Dès que ceux-ci furent venus, les affaires commencèrent à marcher ; ils tâchèrent d’engager les trois scélérats d’Anglais à reprendre parmi eux leurs deux compatriotes, afin, disaient-ils, de ne faire qu’une seule famille ; mais ils ne voulurent rien entendre : en sorte que les deux pauvres diables vécurent à part ; et, voyant qu’il n’y avait que le travail et l’application qui pût les faire vivre confortablement, ils s’installèrent sur le rivage nord de l’île, mais un peu plus à l’Ouest, pour être à l’abri des Sauvages, qui débarquaient toujours dans la partie orientale.

Là ils bâtirent deux huttes, l’une pour se loger et l’autre pour servir de magasin. Les Espagnols leur ayant remis quelque peu de blé pour semer et une partie des pois que je leur avais laissés, ils bêchèrent, plantèrent, firent des clôtures, d’après l’exemple que je leur avais donné à touts, et commencèrent à se tirer assez bien d’affaire.

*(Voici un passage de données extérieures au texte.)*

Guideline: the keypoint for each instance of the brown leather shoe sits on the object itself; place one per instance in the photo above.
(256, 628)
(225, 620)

Leur première récolte de blé était venue à bien ; et, quoiqu’ils n’eussent d’abord cultivé qu’un petit espace de terrain, vu le peu de temps qu’ils avaient eu, néanmoins c’en fut assez pour les soulager et les fournir de pain et d’autres aliments ; l’un d’eux, qui avait rempli à bord les fonctions d’aide de cuisine, s’entendait fort bien à faire des soupes, des puddings, et quelques autres mets que le riz, le lait, et le peu de viande qu’ils avaient permettaient d’apprêter.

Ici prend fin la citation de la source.